Turkey Yields Drop to Record Low as Upgrade Spurs Rate-Cut Bets
Turkey’s bond yields fell to a record on bets the central bank has room to lower interest rates after the nation’s upgrade to investment grade by Fitch Ratings yesterday pushed the lira to the highest in six months.
Yields on two-year benchmark debt fell 5 basis points, or 0.05 percentage point, to 6.89 percent at the in Istanbul, the lowest since at least 2005. The lira gained by 0.3 percent to 1.7756 per dollar, the strongest level on a closing basis since May 7, according to data compiled by Bloomberg.
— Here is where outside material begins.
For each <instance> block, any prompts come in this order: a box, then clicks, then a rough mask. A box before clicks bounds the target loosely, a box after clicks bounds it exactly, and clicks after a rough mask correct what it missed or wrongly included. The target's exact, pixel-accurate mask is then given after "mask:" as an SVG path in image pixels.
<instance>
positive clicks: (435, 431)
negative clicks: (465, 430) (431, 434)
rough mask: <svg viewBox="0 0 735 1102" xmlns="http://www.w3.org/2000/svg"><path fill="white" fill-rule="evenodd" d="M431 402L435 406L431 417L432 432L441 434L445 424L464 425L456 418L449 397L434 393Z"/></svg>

Fitch boosted Turkey’s foreign-currency ranking to BBB-from BB+ and its outlook to stable, it said in a statement. Turkey’s current-account deficit narrowed for a 10th straight month to the least since 2009 in October as exports to the Middle East and Africa made up for lost sales to Europe. Prime Minister Recep Tayyip Erdogan’s government has cut its debt to 36.5 percent of gross domestic product this year from 74 percent in 2004.
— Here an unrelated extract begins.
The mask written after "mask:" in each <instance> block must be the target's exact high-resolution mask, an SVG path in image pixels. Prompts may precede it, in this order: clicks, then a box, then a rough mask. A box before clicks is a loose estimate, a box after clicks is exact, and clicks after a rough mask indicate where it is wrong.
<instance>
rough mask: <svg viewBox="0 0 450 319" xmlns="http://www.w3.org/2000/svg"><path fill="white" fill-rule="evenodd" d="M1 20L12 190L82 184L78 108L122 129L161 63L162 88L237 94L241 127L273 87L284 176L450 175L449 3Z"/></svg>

“The lira’s appreciation lifted an obstacle for the central bank to cut interest rates to stimulate the economy,” Ugur Kucuk, a fixed-income strategist at Is Investment Securities in Istanbul, said in e-mailed comments. Fitch’s upgrade “will enable the central bank to lower the cost of funding to 5.50 percent more easily,” Kucuk said.
Central bank Governor Erdem Basci said in a press conference in Istanbul on Oct. 24 the bank can cut the lenders’ borrowing cost to 5.5 percent. Basci varies interest rates daily within a benchmark 5.75 percent rate and a 9.5 percent overnight lending rate.
The average cost of funding for Turkish lenders fell to 5.74 percent yesterday, the lowest on record, as the central bank boosted cheaper funding after economic growth fell to 2.9 percent in the second quarter from 9.2 percent a year earlier and the inflation rate slid to 7.8 percent in October from a three-year high of 11.1 percent in April.
The Turkish Treasury sold total 2.5 billion liras of benchmark two-year bonds at average yield of 6.9 percent in auction, the lowest cost since at least 1998. The Ankara-based Treasury also sold total 3.1 billion liras of 10-year fixed- coupon debt at 7.74 percent yield. The yield compared with 8.61 percent in previous auction of September 2022 debt on Sept. 24.